Гульке проще — у нее уже есть родной казахский и русский. Достаточно еще один выучить, язык ФТА.
Ли отправилась для занятий в библиотеку. На сегодня у нее намечались алгебра, физика, и история искусств, а в одиннадцать — общее практическое занятие по уходу за больными или салверологии, как это теперь называется. Ли размышляла сразу о многом — о политзанятиях для малышей, о возможной (хорошо бы!) поездке в Германию, о статье по наблюдениям галактики НGC 1264 (она в пятницу всю ночь просидела, сводя данные), о том, что по алгебре через два дня сдавать куратору зачет, а еще конь не валялся…
У входа в библиотеку на ее запястье задребезжал сигнал комма.
— Да, — активируя наушник, произнесла Ли, — Морозова слушает.
— Лийя, — негромко произнес знакомый голос куратора, — подойди, пожалуйста, в мой кабинет. Прямо сейчас.
Пару лет назад Ли первым делом спросила бы «а зачем?», и была бы права, потому что срыв человека с занятий — дело экстраординарное, куратор назначает встречи заранее, если ему нужно. Но это было несколько лет назад. Сейчас она ответила без удивления в голосе.
— Поняла. Есть подойти прямо сейчас.
На кураторском седьмом этаже, в шестнадцатом кабинете ее ждали. Сам ее учитель, Павел, собственной персоной. Раньше у Ли кураторшей была Лена, но — родила ребенка и ушла в отпуск. Павел оказался достойной заменой — специализировался он на точных науках, был хорошим предметником, при этом состоял в партии, раньше был матросом на авианосце, плавал в Атлантике, и вообще поговорить с ним было интересно.
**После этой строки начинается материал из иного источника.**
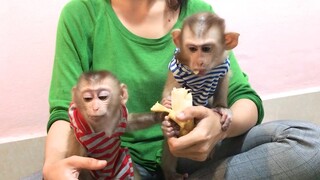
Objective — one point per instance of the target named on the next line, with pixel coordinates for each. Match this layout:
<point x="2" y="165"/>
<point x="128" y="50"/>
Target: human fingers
<point x="79" y="162"/>
<point x="193" y="112"/>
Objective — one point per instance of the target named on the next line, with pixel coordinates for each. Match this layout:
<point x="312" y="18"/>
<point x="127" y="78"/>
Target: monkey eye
<point x="87" y="99"/>
<point x="193" y="48"/>
<point x="103" y="95"/>
<point x="206" y="49"/>
<point x="103" y="98"/>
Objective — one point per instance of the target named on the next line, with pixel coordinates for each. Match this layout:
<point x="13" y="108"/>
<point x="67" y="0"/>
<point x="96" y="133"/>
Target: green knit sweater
<point x="91" y="37"/>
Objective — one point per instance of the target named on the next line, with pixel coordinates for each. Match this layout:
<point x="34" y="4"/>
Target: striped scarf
<point x="201" y="87"/>
<point x="99" y="146"/>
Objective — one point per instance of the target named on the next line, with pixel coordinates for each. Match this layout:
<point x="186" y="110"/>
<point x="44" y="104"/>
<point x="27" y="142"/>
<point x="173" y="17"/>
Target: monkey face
<point x="202" y="52"/>
<point x="99" y="101"/>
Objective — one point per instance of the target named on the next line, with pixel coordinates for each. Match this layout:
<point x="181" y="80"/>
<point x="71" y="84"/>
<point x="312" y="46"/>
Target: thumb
<point x="79" y="162"/>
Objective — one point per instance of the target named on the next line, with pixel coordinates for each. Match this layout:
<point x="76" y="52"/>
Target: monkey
<point x="200" y="64"/>
<point x="98" y="117"/>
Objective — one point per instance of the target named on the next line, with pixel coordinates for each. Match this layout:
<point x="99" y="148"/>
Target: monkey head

Кроме Павла, в кабинете сидела Лада Орехова. Это удивило Ли. Лада была уже несколько лет бессменным членом Ведущего Коллектива юнкомов и одновременно — членом ВК коммуны. Ей уже было семнадцать, и она готовилась к выпускным экзаменам, но как в школе будет без нее — пока никто не представлял. Эта девочка с огнем в серых глазах, русоволосая, крепкая, всегда оказывалась права, и умела поддержать дух коллектива даже в самые сложные моменты. Ее негромкий, вроде бы, голос слышали все. Ли нравилось в Ладе то, что при ясных задатках лидера, та никогда не выпячивала себя, умела слушать чужие мнения и правильно координировать их.
Но то, что Лада оторвалась от своей работы, выделила драгоценное время на беседу с ней, Ли? Да что же такое случилось?!
Ли шагнула в кабинет, поздоровалась.
— Садись, Лийя, — пригласил учитель. Девочка села за круглый стол, настороженно глядя на старших товарищей. Лада смотрела на нее без улыбки.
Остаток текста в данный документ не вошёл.